2 yaşından itibaren çocuklar günlük yaşamlarını canlandıran dramatik oyunlara yönelirler. Başlangıçta kişileştirme (örneğin, bebeklerle konuşma), objeleri kullanma (boş bardaktan su içme) veya evcilik gibi tablolar dikkati çeker. Zamanla birey ya da hayvanları taklit etmeye başlar. Yaşıtlarıyla oynadığı dramatik oyunlarda baba, öğretmen gibi roller oynar.

Oyun çocuğa kendini tanımayı öğretir. Oyun yoluyla kendi güçlerini sınamakta, atılıma girişmekte olan çocuğun, oynadıkça duyuları keskinleşir, yetenekleri gelişir, becerileri artar.

Çocuk oyuna yalnızca büyüklerinden gördüğünü aktarmakla kalmaz, kendi algıladıklarına deneyimlerini de katarak sentezler yapar.
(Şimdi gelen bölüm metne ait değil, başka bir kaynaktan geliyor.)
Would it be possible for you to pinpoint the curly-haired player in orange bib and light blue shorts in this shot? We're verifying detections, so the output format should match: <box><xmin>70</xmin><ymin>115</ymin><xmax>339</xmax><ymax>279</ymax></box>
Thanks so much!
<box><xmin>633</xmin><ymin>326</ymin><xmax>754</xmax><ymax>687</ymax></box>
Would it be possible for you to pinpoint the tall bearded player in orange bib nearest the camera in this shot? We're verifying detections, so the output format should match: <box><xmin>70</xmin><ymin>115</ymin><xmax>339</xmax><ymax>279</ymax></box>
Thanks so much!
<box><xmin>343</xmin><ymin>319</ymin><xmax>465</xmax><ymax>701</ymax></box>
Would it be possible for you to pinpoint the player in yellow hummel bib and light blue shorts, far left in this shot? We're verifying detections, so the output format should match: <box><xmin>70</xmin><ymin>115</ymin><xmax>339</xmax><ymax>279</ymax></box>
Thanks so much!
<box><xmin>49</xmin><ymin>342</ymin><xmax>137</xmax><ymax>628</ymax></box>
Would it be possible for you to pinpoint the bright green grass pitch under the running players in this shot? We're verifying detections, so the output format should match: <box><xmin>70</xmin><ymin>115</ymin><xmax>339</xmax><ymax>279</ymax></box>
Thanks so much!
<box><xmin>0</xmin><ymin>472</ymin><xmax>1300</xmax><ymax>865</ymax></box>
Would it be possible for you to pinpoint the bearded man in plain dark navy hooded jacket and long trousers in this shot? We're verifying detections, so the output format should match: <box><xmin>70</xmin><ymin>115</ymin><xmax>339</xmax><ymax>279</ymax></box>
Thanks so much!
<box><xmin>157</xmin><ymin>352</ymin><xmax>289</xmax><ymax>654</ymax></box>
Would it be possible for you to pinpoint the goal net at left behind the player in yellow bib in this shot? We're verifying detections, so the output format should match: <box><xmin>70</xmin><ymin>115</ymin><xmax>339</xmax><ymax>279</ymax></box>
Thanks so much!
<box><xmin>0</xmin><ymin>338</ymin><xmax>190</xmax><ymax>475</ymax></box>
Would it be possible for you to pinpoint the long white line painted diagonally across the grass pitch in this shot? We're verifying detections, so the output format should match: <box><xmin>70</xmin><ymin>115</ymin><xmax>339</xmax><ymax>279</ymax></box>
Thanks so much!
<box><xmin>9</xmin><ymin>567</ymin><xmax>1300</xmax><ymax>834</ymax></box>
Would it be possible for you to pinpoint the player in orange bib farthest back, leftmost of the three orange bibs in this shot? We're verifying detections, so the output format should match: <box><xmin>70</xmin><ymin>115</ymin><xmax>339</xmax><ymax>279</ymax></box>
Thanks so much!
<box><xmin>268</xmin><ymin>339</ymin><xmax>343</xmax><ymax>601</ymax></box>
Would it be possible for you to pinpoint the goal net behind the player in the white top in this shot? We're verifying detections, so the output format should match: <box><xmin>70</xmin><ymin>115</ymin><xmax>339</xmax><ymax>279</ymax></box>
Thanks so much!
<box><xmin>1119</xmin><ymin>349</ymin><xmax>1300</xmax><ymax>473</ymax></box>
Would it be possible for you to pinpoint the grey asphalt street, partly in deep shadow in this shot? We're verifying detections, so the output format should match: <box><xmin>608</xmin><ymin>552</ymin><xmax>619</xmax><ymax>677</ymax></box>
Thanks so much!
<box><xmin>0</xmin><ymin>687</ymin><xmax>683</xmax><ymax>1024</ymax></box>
Oyun, çocuğun yaratma ortamıdır.

4-6 yaşlarındaki kızlar bebeklerine farklı elbiseler giydirip küçük sembolik evlerini eşyalarla süslerken, erkekler izledikleri bazı savaş serüvenlerini grup oyunlarına yansıtırlar.

Oyun, gerçek dünyayla hayal dünyası arasında bir köprüdür.

Oyun faaliyeti tek başına ele alındığında tüm gelişime koşut olarak, oyunda da belirgin bir evrim görülür. Oyundaki bu gelişimi, Parten kısaca şöyle özetler:

  • Tek başına oynanan oyun

  • Başka bir oyunu izleme

  • Paralel oyun

  • Birlikte oynanan oyun

  • İşbirliğine dayalı oyun

Piaget, oyun gelişimiyle bilişsel gelişim arsında yakın bir ilişki olduğunu savunur ve oyun gelişimini üç farklı evrede ele alır.

  • Alıştırmalı oyun (doğumdan 18.aya kadar)(Emme,elleri açıp kapama)

  • Sembolik oyun (2-6 yaş) (taklit)

  • Kurallı oyun evreleridir.. (7-12 yaş) (kurallı oyunlar)

Çocuğun oyun gereksinimini en iyi karşılayan toplumsal kurum, anaokullarıdır. Çocuk anaokulunda en iyi oyun ortamını bulur, işbirliğini geliştirir, yaşıtlarıyla ilişkiye girer. Anaokulu çocuğu, kendi hakkını korurken, paylaşmayı ve başkalarının özgürlüğünü zedelememeyi öğrenir.